Virginijus Sinkevičius, Commissioner for Environment, Oceans and Fisheries, said: “The poor environmental status of the Baltic Sea is heavily affecting our local fishermen and women, who rely on healthy fish stocks for their livelihoods. This is why the Commission is doing its utmost to restore those stocks, and today’s proposal is a reflection of that ambition. However, the state of the Baltic Sea is not only related to fishing, so everyone must do their part to build the long-term sustainability of this precious sea basin.”

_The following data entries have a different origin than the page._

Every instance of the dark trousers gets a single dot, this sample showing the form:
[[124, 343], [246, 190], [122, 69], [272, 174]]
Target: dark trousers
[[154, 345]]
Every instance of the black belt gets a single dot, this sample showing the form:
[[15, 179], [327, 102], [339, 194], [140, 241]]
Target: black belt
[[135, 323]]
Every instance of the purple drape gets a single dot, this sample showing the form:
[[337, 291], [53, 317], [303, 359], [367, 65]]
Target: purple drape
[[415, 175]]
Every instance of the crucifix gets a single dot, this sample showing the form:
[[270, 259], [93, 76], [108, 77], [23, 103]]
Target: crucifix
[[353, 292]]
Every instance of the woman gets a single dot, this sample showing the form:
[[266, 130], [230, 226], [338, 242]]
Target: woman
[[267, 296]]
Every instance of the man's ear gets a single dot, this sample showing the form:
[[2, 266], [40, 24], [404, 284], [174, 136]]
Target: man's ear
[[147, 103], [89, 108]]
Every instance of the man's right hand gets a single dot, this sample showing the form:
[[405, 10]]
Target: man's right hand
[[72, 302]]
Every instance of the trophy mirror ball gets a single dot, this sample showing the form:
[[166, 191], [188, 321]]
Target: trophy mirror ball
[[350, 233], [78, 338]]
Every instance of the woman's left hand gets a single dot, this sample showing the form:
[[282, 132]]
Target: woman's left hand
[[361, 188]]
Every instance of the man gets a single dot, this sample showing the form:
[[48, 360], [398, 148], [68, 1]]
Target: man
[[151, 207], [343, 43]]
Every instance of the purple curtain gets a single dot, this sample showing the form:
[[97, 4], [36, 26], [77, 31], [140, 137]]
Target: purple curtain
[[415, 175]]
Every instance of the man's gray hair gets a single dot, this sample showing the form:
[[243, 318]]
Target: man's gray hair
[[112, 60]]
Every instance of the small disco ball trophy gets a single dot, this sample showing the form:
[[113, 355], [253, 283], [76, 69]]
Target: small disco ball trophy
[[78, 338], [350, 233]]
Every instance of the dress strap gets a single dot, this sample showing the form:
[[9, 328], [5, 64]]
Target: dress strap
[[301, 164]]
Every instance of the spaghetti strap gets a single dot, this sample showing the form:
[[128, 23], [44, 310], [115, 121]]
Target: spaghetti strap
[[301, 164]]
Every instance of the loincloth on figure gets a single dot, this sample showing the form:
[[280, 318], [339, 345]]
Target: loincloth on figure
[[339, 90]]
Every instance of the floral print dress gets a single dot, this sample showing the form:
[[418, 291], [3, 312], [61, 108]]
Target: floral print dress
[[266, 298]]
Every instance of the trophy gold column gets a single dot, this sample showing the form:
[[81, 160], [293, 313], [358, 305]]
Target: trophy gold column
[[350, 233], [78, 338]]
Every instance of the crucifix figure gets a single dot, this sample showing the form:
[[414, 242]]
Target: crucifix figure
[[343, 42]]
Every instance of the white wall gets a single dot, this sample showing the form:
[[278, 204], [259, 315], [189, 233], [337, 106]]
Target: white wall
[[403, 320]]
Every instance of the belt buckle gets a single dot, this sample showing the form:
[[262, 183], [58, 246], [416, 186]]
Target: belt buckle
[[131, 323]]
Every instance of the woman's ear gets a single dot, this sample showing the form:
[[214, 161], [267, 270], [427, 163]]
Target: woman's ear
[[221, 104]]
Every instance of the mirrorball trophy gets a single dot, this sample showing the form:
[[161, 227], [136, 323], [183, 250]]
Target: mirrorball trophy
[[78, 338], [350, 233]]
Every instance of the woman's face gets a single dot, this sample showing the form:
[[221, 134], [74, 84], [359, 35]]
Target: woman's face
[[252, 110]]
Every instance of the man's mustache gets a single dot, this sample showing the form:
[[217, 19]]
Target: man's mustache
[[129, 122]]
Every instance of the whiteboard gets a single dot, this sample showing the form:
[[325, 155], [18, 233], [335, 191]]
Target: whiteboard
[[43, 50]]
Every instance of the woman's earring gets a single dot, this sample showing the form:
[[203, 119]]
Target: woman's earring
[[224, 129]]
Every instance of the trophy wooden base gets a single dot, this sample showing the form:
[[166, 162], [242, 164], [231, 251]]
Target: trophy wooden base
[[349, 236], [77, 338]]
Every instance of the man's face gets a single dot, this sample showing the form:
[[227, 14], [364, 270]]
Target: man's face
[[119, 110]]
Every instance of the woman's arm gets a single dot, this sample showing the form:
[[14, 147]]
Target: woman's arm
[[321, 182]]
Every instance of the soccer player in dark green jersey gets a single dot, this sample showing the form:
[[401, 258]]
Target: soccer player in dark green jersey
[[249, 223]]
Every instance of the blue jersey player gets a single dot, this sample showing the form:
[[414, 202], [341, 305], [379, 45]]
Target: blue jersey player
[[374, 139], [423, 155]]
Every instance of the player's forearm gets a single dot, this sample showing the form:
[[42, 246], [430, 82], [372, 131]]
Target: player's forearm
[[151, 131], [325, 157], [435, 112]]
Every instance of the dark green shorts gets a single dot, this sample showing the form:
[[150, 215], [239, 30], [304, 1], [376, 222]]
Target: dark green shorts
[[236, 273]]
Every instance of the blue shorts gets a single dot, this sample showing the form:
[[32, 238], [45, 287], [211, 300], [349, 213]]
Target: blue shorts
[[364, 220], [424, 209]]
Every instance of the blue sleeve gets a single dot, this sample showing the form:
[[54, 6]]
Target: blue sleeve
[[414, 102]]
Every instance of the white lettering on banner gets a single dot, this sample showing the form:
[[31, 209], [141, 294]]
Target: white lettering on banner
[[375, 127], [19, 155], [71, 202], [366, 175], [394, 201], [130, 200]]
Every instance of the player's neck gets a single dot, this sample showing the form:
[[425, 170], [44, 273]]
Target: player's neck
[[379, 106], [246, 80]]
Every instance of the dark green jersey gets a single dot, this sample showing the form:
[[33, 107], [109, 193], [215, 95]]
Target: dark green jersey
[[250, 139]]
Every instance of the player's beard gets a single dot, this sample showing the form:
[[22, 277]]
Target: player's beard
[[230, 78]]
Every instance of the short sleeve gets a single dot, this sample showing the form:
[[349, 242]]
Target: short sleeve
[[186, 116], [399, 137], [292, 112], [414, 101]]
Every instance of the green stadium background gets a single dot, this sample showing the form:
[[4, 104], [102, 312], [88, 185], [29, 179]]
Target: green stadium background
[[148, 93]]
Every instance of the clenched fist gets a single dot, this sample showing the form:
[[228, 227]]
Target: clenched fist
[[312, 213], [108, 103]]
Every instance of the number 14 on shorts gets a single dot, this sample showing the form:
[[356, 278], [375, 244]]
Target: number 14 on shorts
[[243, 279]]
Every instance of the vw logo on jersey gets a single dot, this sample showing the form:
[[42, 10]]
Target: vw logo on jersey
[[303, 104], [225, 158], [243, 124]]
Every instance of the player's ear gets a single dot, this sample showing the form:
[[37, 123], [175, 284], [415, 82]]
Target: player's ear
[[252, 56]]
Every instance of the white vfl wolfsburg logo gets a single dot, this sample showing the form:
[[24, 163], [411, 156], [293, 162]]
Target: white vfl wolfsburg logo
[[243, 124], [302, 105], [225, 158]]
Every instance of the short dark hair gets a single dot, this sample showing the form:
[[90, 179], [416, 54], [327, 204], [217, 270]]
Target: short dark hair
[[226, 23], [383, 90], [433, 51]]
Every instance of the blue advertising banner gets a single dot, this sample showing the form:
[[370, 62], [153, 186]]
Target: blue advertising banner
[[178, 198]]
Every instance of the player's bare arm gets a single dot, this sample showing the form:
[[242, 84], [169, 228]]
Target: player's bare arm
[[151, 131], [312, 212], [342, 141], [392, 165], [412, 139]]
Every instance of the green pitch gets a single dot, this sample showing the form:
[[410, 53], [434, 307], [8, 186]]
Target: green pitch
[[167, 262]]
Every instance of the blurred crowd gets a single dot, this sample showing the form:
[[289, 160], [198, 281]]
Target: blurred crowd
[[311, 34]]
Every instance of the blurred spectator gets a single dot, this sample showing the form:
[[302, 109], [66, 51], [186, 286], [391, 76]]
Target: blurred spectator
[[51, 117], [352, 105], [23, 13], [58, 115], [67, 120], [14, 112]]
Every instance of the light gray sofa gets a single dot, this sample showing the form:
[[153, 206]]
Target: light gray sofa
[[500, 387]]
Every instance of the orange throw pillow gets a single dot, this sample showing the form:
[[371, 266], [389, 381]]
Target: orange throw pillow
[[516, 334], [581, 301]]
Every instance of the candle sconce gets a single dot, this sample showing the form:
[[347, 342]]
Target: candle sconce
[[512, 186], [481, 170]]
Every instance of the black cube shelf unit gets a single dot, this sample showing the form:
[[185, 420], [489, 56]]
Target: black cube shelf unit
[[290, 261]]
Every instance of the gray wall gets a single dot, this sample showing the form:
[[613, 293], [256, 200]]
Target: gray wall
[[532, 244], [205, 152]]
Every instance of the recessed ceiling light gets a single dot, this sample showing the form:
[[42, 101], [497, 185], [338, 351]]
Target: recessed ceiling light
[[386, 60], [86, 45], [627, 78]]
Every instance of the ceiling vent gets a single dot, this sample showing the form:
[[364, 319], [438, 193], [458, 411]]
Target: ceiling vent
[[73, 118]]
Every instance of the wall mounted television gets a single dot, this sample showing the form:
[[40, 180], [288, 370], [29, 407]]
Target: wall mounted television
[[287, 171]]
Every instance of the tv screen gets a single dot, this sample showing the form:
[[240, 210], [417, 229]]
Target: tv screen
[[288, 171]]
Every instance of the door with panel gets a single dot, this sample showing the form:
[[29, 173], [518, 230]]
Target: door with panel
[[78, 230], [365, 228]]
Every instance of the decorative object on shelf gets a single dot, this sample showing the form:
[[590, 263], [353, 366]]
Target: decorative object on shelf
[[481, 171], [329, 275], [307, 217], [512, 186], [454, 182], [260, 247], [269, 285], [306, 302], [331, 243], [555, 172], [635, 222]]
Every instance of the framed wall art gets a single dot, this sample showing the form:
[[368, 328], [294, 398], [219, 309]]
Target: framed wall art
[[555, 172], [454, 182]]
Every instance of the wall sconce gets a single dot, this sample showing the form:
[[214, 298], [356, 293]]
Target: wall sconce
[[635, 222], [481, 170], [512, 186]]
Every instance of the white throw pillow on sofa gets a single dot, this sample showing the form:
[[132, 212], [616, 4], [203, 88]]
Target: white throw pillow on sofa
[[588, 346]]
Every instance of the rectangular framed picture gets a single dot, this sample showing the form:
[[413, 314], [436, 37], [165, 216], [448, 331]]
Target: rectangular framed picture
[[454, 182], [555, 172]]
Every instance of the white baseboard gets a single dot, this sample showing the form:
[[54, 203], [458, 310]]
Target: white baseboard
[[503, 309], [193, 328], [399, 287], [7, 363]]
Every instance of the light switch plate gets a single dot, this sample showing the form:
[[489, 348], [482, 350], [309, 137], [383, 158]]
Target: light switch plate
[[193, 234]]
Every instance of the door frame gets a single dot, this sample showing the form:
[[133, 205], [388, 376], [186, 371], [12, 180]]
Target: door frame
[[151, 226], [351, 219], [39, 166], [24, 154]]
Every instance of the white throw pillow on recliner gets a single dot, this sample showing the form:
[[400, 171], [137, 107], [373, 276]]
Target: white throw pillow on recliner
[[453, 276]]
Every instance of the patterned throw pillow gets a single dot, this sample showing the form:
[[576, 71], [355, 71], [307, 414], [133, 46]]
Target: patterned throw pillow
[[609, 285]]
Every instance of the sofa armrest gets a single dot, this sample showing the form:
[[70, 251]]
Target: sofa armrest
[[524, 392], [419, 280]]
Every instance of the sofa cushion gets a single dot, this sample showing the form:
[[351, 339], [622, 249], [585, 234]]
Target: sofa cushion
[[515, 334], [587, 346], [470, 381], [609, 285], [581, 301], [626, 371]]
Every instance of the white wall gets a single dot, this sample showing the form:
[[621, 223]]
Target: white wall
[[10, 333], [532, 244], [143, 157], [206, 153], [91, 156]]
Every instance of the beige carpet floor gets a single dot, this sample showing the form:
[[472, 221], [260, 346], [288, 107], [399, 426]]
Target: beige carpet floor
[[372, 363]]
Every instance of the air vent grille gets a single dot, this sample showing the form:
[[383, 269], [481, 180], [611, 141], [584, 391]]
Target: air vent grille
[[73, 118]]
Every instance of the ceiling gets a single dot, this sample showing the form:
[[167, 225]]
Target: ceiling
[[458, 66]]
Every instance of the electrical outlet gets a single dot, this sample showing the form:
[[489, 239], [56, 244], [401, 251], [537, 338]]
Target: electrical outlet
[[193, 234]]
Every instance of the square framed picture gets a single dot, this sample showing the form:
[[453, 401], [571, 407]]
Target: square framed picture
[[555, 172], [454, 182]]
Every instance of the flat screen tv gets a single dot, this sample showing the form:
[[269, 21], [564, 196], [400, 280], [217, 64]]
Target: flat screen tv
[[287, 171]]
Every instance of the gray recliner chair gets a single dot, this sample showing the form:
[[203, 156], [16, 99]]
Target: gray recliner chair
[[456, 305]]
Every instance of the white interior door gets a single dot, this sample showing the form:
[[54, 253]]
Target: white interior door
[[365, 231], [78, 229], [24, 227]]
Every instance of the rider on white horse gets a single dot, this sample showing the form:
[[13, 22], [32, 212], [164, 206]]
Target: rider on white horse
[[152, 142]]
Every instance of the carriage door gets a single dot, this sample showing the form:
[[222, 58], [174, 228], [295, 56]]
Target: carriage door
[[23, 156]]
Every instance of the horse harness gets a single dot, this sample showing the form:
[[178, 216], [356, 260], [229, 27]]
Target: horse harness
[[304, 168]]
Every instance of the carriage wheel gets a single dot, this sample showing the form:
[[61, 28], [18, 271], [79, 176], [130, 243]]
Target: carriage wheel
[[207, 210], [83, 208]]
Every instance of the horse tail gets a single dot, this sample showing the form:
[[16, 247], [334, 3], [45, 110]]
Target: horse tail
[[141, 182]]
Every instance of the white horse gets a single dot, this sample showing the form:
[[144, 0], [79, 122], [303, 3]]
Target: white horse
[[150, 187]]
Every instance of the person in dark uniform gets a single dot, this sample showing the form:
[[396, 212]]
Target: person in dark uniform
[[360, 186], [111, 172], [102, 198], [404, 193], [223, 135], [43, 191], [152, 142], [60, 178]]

Over the past decade, EU’s fishermen and women, industry and public authorities have made major efforts to rebuild fish stocks in the Baltic Sea. Where complete scientific advice was available, fishing opportunities had already been set in line with the principle of maximum sustainable yield (MSY) for seven out of eight stocks, covering 95% of fish landings in volume. However, in 2019 scientists discovered that the situation was worse than previously estimated. Decisive action is still necessary to restore all stocks and ensure that they grow to or remain at sustainable levels.

The proposed total allowable catches (TACs) are based on the best available peer-reviewed scientific advice from the International Council on the Exploration of the Seas (ICES) and follow the Baltic multiannual management plan adopted in 2016 by the European Parliament and the Council. As regards western Baltic cod, western Baltic herring and salmon, the Commission will update its proposal once the relevant scientific advice will be available (expected by mid-September).

Cod

For eastern Baltic cod, the Commission proposes to maintain the TAC level and all the accompanying measures from the 2021 fishing opportunities. Despite the measures taken since 2019, when scientists first alarmed about the very poor status of the stock, the situation has not yet improved.

For western Baltic cod the scientific advice from the International Council on the Exploration of the Seas (ICES) is postponed to mid-September, and the Commission will update its proposal accordingly. However, since it seems unlikely that the stock has developed favourably, the Commission proposes already now to maintain the spawning closure. It also proposes to maintain all accompanying measures in the eastern part of the catch area, given the predominance of eastern Baltic cod in that area.

Herring

The stock size of western Baltic herring remains below safe biological limits and scientists advise for the fourth year in a row to stop catching western herring. The Commission, therefore, proposes to close the directed fishery and set a TAC limited to unavoidable by-catches, whose level the Commission will propose at a later stage, as ICES is currently not in a position to provide sufficient scientific data.

For central Baltic herring, the Commission proposes a reduction of 54% in line with the ICES advice, because the stock size has dropped very close to the limit below which the stock is not sustainable. In line with the ICES advice, the Commission proposes to decrease the TAC level for herring in the Gulf of Bothnia by 5%, while the situation for Riga herring allows for an increase of the TAC by 21%.

Plaice

While the ICES advice would allow for an increase, the Commission remains cautious, mainly to protect cod – which is an unavoidable by-catch in plaice fisheries as currently conducted. It therefore proposes to maintain the TAC level unchanged.

Sprat

Similarly to plaice, the ICES advice for sprat would allow for an increase. The Commission however advises prudence and proposes to maintain the TAC level unchanged. This is because sprat and herring are caught in mixed fisheries and the TAC for central Baltic herring has to be reduced again significantly. Moreover, sprat is a prey species for cod, which is not in a good condition.

Salmon

ICES has postponed its scientific advice for salmon to mid-September. The Commission will update its proposal accordingly. A special advice from ICES of April 2020 already provides information about the issues affecting these stocks, pointing to the fact  that the MSY objective cannot be achieved for all salmon river stocks if the commercial and recreational mixed-stock sea fisheries are continued at current levels.

Next steps

The Council will examine the Commission’s proposal in view of adopting it during a Ministerial meeting on 11-12 October.